The extensive clinical trial program supporting rivaroxaban makes it the most studied oral,
direct Factor Xa inhibitor in the world today. More than 65,000 patients are expected to be
enrolled into the rivaroxaban clinical development program, which will evaluate the
product in the prevention and treatment of a broad range of acute and chronic blood-
clotting disorders, including VTE treatment, stroke prevention in patients with atrial
fibrillation, secondary prevention of acute coronary syndrome, and VTE prevention in
hospitalized, medically ill patients.

To learn more about thrombosis, please visit www.thrombosisadviser.com

About Bayer HealthCare

The Bayer Group is a global enterprise with core competencies in the fields of health
care, nutrition and high-tech materials. Bayer HealthCare, a subsidiary of Bayer AG, is
one of the world’s leading, innovative companies in the healthcare and medical products
industry and is based in Leverkusen, Germany. The company combines the global
activities of the Animal Health, Bayer Schering Pharma, Consumer Care and Medical
Care divisions. Bayer HealthCare’s aim is to discover, manufacture and market products
that will improve human and animal health worldwide. Find more information at
www.bayerhealthcare.com.

About Bayer Schering Pharma

Bayer Schering Pharma is a worldwide leading specialty pharmaceutical company.
Its research and business activities are focused on the following areas: Diagnostic
Imaging, General Medicine, Specialty Medicine and Women's Healthcare. With innovative
products, Bayer Schering Pharma aims for leading positions in specialized markets
worldwide.
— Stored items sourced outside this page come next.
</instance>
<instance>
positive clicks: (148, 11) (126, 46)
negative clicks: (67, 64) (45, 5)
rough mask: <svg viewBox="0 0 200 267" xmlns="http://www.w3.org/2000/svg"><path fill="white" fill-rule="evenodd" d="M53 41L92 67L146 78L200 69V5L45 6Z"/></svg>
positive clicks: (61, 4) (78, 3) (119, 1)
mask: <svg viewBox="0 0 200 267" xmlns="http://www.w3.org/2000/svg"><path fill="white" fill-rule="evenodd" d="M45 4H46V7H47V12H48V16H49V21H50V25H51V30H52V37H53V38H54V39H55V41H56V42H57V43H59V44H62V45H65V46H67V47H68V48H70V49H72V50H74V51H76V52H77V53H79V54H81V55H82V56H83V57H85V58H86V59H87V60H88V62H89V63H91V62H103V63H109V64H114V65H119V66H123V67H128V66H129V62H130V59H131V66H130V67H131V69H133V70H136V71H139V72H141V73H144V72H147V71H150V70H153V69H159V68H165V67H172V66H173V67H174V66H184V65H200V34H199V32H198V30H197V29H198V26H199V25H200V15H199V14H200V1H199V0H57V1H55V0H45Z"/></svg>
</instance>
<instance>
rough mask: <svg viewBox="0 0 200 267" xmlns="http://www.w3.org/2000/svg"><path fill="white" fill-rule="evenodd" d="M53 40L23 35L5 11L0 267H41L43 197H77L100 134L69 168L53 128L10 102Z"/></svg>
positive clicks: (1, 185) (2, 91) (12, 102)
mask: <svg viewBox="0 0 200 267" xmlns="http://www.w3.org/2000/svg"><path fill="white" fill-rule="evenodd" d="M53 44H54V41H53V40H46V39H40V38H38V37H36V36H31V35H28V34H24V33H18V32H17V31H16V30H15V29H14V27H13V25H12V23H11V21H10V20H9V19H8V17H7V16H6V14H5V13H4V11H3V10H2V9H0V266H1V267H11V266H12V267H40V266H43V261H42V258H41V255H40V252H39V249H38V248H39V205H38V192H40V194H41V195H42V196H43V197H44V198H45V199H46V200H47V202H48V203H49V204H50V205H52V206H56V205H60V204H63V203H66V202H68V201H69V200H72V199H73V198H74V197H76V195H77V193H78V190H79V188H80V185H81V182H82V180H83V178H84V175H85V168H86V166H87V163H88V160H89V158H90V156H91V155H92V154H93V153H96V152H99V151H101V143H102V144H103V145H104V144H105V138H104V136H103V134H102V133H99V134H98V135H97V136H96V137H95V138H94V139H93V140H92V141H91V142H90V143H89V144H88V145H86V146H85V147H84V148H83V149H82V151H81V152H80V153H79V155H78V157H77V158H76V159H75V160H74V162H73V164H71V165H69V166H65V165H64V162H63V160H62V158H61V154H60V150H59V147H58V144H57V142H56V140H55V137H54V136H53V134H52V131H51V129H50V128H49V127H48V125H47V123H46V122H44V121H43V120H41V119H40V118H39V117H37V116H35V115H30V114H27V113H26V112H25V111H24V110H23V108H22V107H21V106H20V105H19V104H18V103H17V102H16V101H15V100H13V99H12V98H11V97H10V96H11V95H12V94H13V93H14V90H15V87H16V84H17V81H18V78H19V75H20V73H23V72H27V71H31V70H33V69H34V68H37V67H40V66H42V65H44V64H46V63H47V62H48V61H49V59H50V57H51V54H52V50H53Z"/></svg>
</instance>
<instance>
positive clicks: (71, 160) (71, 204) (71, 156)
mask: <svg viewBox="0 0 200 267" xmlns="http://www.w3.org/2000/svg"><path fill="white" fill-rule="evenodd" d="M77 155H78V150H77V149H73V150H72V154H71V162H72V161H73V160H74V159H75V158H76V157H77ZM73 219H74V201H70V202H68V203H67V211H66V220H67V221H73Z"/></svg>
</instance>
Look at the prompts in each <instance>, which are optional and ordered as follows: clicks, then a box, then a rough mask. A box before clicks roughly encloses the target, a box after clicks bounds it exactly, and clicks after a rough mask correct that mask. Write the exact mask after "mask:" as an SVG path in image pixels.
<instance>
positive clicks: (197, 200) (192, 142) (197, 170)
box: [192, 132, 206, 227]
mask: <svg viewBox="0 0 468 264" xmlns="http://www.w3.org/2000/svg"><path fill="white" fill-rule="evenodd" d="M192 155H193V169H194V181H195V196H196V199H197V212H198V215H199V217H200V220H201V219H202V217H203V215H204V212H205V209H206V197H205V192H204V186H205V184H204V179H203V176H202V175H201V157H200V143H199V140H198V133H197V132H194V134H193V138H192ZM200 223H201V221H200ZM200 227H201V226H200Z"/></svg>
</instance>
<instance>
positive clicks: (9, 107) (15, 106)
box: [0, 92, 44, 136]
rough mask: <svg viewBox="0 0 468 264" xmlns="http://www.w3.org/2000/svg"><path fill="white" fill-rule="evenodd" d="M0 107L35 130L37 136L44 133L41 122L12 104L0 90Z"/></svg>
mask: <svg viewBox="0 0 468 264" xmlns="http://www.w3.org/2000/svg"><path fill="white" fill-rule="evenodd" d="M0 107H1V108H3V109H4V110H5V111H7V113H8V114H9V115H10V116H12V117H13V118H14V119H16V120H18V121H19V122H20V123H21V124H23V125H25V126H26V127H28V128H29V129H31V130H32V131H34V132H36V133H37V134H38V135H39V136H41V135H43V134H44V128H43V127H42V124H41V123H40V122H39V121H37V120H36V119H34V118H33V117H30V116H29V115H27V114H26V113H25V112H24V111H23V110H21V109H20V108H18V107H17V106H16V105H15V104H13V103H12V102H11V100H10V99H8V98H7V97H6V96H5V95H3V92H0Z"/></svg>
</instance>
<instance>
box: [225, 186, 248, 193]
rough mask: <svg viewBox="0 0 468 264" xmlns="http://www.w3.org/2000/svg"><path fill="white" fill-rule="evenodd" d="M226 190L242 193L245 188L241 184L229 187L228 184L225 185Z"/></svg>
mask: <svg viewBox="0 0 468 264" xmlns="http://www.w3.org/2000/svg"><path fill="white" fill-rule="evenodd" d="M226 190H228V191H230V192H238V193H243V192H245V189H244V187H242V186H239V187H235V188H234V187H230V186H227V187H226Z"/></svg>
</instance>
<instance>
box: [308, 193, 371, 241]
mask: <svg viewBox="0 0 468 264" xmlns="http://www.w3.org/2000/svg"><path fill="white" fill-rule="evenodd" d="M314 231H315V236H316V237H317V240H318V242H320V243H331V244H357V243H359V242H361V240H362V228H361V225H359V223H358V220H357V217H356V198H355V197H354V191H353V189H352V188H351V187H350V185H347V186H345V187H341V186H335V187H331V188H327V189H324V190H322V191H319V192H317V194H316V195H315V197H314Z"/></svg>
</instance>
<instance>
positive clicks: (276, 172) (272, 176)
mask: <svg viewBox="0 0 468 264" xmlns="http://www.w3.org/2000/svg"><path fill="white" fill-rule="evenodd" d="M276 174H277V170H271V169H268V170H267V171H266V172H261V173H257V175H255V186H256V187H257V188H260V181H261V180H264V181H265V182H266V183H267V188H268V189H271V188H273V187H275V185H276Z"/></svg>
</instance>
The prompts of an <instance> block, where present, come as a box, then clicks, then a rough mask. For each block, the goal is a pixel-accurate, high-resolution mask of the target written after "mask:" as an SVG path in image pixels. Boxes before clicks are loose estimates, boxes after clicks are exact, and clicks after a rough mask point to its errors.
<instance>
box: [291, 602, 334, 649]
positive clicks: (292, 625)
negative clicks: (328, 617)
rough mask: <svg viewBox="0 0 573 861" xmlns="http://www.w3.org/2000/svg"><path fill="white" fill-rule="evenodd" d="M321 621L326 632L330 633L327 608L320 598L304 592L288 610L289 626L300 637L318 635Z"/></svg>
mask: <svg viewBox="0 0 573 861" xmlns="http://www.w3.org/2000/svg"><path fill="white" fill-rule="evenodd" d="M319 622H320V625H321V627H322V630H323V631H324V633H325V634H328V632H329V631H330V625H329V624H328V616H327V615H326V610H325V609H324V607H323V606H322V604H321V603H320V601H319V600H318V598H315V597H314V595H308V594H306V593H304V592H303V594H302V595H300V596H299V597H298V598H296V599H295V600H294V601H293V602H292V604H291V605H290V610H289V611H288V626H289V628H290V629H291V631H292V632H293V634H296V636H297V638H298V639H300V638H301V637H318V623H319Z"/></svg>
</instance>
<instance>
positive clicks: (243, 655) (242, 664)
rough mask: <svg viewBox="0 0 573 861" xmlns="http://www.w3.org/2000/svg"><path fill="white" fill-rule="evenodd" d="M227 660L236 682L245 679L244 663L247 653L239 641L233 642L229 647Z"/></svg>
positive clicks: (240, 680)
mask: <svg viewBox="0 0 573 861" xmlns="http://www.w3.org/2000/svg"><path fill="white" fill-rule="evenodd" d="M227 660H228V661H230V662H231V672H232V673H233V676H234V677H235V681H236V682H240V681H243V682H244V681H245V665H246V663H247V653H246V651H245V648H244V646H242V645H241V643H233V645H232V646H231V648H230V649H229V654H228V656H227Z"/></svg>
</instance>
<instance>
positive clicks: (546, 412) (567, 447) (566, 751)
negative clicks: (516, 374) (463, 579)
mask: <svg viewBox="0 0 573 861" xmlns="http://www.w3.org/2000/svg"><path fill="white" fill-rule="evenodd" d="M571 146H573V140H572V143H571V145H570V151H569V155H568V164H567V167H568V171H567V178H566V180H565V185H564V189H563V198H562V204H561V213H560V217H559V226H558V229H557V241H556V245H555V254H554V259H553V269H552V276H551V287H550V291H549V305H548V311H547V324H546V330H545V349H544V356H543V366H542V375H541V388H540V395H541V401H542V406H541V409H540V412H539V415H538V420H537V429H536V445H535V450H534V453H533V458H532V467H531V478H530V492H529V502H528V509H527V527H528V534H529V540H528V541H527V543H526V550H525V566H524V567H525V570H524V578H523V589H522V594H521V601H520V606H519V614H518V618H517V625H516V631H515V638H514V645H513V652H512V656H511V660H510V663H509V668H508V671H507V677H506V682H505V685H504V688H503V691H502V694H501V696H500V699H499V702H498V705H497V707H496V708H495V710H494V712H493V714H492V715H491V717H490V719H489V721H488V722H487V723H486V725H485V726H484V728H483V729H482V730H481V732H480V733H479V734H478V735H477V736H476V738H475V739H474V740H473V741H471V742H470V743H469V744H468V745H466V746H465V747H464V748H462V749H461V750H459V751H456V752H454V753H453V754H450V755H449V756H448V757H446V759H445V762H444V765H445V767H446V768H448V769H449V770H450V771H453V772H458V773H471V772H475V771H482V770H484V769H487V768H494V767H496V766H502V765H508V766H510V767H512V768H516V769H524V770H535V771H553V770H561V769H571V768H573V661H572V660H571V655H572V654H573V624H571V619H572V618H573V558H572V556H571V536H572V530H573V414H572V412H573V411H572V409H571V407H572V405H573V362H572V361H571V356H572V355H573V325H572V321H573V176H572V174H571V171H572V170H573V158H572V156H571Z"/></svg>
Using new ideas, Bayer Schering Pharma aims to make a contribution to
medical progress and strives to improve the quality of life.
Find more information at www.bayerscheringpharma.de.

Contact:
Astrid Kranz, Tel.: +49 30-468-12057
E-Mail: astrid.kranz@bayerhealthcare.com

Alexander Siedler, Tel.: +49 30-468-12727
E-Mail: alexander.siedler@bayerhealthcare.com

as (2009-0717e)

Forward-Looking Statements

This news release contains forward-looking statements based on current assumptions and forecasts made by Bayer Group management. Various known and unknown risks, uncertainties and other factors could lead to material differences between the actual future results, financial situation, development or performance of the company and the estimates given here. These factors include those discussed in our annual and interim reports to the Frankfurt Stock Exchange and in our reports filed with the U.S. Securities and Exchange Commission (including our Form 20-F). The company assumes no liability whatsoever to update these forward-looking statements or to conform them to future events or developments.